Officers Managing Hospitals, Data Scientists or programmers or Engineers, Doctors or those in academics or Healthcare workers will find program extremely beneficial.
Total Duration for all Modules is 56 hours spread over 8-weeks. Program will be delivered on Saturdays and Sundays. There are 8 hours of teaching per week. Students are expected to perform exercises. This methodology of “learning concept->performing class projects->Do self-exercises” leads to better and stress-free absorption.

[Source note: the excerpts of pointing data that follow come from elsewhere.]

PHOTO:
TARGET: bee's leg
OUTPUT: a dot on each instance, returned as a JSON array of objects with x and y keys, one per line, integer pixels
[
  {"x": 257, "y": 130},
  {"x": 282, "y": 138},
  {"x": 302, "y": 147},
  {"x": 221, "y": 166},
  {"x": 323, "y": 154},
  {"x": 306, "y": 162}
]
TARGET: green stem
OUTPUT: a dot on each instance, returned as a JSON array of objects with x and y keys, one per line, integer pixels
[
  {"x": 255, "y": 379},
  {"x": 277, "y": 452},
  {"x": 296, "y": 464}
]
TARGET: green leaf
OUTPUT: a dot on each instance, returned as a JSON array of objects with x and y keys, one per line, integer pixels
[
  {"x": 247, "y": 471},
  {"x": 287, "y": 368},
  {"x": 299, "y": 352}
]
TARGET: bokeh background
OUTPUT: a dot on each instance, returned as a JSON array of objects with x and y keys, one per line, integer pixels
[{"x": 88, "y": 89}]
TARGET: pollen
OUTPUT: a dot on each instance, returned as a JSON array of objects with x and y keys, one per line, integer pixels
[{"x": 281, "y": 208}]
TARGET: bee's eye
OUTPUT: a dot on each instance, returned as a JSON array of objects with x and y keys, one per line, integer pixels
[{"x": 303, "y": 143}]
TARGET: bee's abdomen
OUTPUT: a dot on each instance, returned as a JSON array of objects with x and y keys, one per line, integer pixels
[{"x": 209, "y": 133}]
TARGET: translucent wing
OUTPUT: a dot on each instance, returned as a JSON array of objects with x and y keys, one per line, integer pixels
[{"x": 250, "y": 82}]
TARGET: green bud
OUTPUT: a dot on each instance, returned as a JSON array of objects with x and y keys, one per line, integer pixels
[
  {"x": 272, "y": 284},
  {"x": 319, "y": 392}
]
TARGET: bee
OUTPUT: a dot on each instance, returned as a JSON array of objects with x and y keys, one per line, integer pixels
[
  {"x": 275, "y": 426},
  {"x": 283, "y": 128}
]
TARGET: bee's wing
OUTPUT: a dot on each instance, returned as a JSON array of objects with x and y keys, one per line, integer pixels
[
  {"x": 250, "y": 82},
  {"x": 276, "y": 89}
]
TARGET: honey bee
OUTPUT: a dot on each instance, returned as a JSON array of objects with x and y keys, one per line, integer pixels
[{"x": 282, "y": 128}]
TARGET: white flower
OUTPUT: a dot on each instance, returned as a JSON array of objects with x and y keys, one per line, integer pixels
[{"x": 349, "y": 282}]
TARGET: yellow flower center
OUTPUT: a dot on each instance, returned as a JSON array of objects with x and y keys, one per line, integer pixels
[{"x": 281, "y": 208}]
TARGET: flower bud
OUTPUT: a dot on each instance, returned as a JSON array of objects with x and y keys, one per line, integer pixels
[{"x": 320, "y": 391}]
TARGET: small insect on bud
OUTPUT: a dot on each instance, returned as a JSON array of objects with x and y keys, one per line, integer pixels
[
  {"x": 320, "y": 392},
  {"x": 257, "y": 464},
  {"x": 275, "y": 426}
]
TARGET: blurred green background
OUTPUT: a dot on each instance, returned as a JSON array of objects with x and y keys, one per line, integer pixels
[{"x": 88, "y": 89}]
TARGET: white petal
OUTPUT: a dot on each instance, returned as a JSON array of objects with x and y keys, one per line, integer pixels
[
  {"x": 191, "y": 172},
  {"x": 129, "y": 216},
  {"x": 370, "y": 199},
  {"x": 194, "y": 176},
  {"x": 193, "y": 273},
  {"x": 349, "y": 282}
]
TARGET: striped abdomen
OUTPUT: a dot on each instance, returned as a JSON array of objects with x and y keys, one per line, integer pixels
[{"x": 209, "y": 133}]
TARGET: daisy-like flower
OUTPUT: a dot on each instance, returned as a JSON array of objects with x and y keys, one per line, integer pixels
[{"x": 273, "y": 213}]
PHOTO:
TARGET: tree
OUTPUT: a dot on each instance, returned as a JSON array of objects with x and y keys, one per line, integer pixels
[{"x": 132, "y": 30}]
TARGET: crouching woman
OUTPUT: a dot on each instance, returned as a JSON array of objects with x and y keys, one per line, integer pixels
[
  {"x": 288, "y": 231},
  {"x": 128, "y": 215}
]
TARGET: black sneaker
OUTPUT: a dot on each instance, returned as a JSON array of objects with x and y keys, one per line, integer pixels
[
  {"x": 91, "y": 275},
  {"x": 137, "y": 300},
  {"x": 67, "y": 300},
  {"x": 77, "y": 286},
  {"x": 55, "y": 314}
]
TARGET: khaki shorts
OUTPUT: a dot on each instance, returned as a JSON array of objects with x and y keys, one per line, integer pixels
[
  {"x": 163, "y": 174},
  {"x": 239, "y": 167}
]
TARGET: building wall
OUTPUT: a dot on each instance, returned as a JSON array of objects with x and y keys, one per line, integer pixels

Participating students should be having a laptop or desktop with minimum 16gb of RAM. More RAM is advisable. Preferably the processor should be not lower than i5.
Prof. Vinaytosh Mishra
Program Director
Dr. Vinaytosh Mishra is the Director of the Thumbay Institute for AI in Healthcare at Gulf Medical University in Ajman, UAE. He holds a PhD in Healthcare Management and a Bachelor of Technology in Electronics Engineering from the Indian Institute of Technology (BHU), India. Dr. Mishra has over 19 years of experience across various industries, including Information Technology, Manufacturing, Finance, Healthcare, and Education. He has postdoctoral fellowships in AI in Healthcare from the University of Arizona, USA, and in Ethical AI in Healthcare from the University of Ben Gurion, Israel. Dr. Mishra is actively involved in academic and research projects, including the development of the Master in Artificial Intelligence and Health Informatics (MAIHI) program at Gulf Medical University and leading a research project on “Artificial Intelligence (AI) as Diabetes Educator Using Large Language Model Based Digital Therapeutics (DTx).”Dr. Mishra has authored various papers and holds patents in AI in Healthcare, including a German patent for a “System Dynamics Based Digital Twin for Diabetes Management.” He is also known for his contributions to AI in Sustainable Development Goals (SDGs) and digital health in developing countries.
Prof. Ashok Kumar Harnal
Prof Ashok Kumar Harnal has worked extensively at multiple facets of Big Data Systems–Machine Learning, Generative AI and LLM, Big-Data storage systems (Hadoop and NoSQL databases), Graph Databases, Streaming Analytics using Apache Spark, Apache Kafka, Confluent and Reinforcement Learning. He has been teaching Big Data technology since around last twelve years. Since last nine years Prof Harnal has been collaborating closely with University of California, Riverside, in a program on taking sessions on Big Data for Executives from around the World. We have trained officers from several organizations including RITES, NABARD, TechMahindra, Punjab National Bank, Central Bank of India and Union Bank of India Presently we are training officers in one another Bank. What is a matter of pride for us is that many of our students are at very high positions in Industry. My GitHub site is here. We have successfully conducted three programs on Healthcare Analytics; two programs were of three months duration and one of nine months duration. During his stay in Min of Defence, he has executed three country-wide projects on Information Systems: (a) Raksha-Bhoomi to computerize land records (as old as 150 years); (b) Knowledge Management of land-title related files/maps in all Defence Estates offices; and (c) Setting up of a Disaster Management organization: Archival Unit and Resource Center (AU&RC), at Delhi and Pune for safe storage of land-title related records in paper and digital forms. He has published two books (both by Tata McGraw-Hill); One on How to program games on Computers and the other on Linux Administration and Applications.